To bus ($10 US - taxi...after Bogota we've gotten gun shy of buses when it comes to connecting w/ Terminals, ha!). Sur station (this place is bigger/better than most airports we've been in!) by 8:45am lvg for Latacunga ($1.50) arr at 10:30 then another lvg at noon for Sumbahra Chugchilan getting there mid-afternoon.
Countryside beautiful green, sky overcast, temp cool. I've noticed in Ecuador lots of partially completed bldgs (businesses, homes, apts???), also, alot of road construction similar to Colombia. Drivers in Colombia had a speed limit and were always watching and warning each other of police (drivers have hand signals they give to drivers heading towards them - wish I knew what they all mean but one is warning of police). Here in Ecuador apparently nothing like speed limit exists since drivers go like a bat out of hell! The agriculture is similar in both countries - lots of grazing, many plots of veggies, cabbage, carrot, strawberries, plus hectares (2.2 acres) of plots of potatoes and onions. Getting more into indigenous peoples, women w/ long colorful dresses, felt hats - short brim -, shawls. I find in many places we've been, if there is any distinguishing dress, most often the women wear it.

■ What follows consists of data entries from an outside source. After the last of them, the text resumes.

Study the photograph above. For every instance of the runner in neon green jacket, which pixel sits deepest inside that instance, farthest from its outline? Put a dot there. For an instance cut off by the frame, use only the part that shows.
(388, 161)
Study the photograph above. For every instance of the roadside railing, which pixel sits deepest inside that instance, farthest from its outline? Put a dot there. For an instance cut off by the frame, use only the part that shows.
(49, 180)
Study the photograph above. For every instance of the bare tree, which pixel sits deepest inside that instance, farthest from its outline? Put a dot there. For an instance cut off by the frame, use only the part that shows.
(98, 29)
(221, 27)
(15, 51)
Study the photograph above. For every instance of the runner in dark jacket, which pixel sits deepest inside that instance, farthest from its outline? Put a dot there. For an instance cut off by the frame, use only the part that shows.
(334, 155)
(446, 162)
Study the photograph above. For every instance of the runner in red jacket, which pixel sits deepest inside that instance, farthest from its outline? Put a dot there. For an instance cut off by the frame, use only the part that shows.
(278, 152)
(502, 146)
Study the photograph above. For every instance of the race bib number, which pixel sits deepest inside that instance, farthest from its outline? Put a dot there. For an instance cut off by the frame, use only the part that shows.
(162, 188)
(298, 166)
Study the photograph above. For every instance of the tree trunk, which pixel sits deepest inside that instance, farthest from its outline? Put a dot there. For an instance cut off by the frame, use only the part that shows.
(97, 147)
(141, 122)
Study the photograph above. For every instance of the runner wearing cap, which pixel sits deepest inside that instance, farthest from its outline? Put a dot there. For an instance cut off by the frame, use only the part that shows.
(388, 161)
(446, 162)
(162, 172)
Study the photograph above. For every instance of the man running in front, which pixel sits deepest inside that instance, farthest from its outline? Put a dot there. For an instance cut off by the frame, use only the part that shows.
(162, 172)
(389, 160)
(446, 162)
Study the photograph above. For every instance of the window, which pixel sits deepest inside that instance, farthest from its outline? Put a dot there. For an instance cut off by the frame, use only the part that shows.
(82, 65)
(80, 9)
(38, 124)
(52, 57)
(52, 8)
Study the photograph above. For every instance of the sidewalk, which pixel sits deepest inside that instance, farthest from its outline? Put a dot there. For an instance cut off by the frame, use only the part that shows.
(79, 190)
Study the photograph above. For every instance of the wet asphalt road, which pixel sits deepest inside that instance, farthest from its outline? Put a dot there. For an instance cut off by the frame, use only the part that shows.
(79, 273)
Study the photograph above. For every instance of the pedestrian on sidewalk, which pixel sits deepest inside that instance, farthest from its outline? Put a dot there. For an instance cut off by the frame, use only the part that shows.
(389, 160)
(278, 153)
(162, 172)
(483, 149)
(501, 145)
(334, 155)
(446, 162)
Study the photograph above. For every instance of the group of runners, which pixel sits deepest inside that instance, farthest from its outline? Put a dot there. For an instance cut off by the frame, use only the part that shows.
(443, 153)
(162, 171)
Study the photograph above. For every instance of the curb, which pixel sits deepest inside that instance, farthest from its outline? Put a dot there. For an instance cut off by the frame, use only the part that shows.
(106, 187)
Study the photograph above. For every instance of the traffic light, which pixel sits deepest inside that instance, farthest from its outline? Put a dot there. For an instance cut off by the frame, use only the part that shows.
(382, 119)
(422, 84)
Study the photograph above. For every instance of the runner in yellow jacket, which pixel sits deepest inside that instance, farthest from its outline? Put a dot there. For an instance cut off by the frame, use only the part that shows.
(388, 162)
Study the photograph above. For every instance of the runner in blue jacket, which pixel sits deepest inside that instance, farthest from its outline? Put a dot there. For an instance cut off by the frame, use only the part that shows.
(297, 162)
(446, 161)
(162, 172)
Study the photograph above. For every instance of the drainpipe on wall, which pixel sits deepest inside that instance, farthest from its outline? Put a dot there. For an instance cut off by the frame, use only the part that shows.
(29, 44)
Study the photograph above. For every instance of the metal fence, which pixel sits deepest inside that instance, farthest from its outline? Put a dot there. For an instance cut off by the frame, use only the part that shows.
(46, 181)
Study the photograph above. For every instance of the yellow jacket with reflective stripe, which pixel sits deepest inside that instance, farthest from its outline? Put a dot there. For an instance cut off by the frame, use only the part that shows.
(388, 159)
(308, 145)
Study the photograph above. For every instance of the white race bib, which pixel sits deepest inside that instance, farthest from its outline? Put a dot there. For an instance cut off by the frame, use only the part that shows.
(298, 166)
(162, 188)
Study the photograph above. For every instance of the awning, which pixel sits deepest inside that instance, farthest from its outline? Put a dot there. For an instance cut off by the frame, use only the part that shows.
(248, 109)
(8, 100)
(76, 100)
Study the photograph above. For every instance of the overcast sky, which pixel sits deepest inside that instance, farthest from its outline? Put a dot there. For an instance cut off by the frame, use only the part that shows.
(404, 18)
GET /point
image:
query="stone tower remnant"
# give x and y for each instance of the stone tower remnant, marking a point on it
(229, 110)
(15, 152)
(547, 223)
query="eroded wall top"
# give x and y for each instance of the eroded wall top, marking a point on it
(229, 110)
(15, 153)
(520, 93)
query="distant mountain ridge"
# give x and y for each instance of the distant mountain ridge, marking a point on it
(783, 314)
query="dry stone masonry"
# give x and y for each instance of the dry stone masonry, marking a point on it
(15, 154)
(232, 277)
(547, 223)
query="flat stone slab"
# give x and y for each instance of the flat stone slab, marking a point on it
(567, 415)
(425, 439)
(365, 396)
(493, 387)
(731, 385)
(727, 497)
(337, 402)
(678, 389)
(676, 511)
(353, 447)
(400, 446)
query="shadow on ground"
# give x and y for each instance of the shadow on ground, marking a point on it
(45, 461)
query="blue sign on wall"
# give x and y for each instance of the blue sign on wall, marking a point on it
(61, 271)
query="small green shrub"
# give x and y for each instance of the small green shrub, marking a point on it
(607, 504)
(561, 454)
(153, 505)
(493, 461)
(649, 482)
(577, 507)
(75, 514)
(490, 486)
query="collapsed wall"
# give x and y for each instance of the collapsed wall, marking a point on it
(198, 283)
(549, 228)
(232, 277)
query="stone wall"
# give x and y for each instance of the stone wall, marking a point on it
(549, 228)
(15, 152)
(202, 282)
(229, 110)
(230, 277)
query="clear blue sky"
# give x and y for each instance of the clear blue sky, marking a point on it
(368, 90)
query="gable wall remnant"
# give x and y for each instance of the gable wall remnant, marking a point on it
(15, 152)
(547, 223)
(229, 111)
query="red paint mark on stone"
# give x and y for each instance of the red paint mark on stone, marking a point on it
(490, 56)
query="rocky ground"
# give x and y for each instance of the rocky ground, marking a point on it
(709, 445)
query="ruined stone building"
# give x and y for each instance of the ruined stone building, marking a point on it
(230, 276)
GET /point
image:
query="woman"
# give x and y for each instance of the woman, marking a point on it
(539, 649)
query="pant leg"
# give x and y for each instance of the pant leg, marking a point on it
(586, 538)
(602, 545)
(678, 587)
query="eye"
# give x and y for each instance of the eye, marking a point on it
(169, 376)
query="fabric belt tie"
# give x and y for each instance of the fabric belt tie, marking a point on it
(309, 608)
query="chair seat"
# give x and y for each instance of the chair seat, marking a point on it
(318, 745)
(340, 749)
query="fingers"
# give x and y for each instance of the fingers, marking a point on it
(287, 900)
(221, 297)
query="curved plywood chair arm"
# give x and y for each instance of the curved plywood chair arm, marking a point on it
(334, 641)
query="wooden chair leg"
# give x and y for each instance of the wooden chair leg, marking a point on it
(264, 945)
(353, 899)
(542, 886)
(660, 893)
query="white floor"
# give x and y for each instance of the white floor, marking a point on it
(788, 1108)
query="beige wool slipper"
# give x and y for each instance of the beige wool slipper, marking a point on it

Men often do not have special clothing, altho in Colombia & Ecuador the men often in countryside wear special hats (white Panama style & short brim felt, respectively) &/or tall black rubber boots.
Housing in N. of Ecuador: brick & bamboo/mud w/ stucco...here (from Latacunga) cmt block and stucco or nothing covering block. Very plain housing in poor countryside dwellings...even some just grass thatch, walls and roof for indigenous peoples in countryside.
Road to Chugchilan was only paved a short distance until we began a climb further into the Andes. Then it turned into a single lane, twisting curving, up-and-down, gravel/sand/rocky worse than Forest Service road. The driver obviously knows it well, we enjoyed a fantastic ride overlooking deep, steep valleys of green, patchwork plots in seemingly every direction. The few small villages were tucked into little flat spots, tucked into the mtn sides. Lots of indigenous folks on bus disembarked in many, very seemingly remote spots, altho we saw 'houses'/huts spread out all up and down the slopes. We saw alpaca, goats, sheep, cows, pigs, chickens...plus, corn, wheat, potatoes (harvest time now), onions (also, harvesting),lupine, berries, elderberry bushes, and squash vines all along the way.
From Travel Guide:
"Sitting high to the west between Sigchos and Quilotoa, tiny Chugchilán is a real Andean gem with friendly locals, stunning scenery, hikes into plummeting canyons, primary cloud forests, cheese factories and some of the homiest accommodations in Ecuador. Chugchilán should not be missed.
Chugchilán landed on the map because of a few fantastic hostels, and its popularity as a base for exploring the area continues to rise. Built into the mountainsides and overlooking the impressive Río Toachi canyon, the village is one of those places where people pass through and end up staying for days. There are three excellent lodges at the end of town, each with its own warm touches and all offering hearty home-cooked meals, horseback riding trips, local transportation and hiking information.
The town itself consists of a small basketball court in front of a church with a few simple houses that also serve as local businesses, which sell ice cream or sew saddles. A street stall or two dish out simple meat and rice plates in the evenings, catering to locals and also serving as the town hangout. Don’t be fooled by the sign "Pension Popular Diocesana" next to the church - the old building is not a hostel! Hostels and most things of interest to tourists can be found heading down the hill just outside of town."
Other places nearby Chugchilán: Isinliví, Tigua, Pujili, Quilotoa, Zumbahua, Sigchos, Saquisilí
"Hiking from Quilotoa to Chugchilán
This 7.5 mile trek is one of the most astonishingly beautiful day hikes in Ecuador. The hike takes approximately 5 hours, andtakes youpast Quilotoa’s volcanic crater lake, down into the valley ..."
End up at Hostel Mama Hilda w/ Martin & Monica from Switzerland. Dbl w/ shared bath and 2 meals, $17 US pp.
Day trip w/ Martin & Monica to Laguna Quilotoa, inactive volcano/lake which last erupted in 1794 creating the lake. See pics. We hired a private car thru the hostel for our day trip.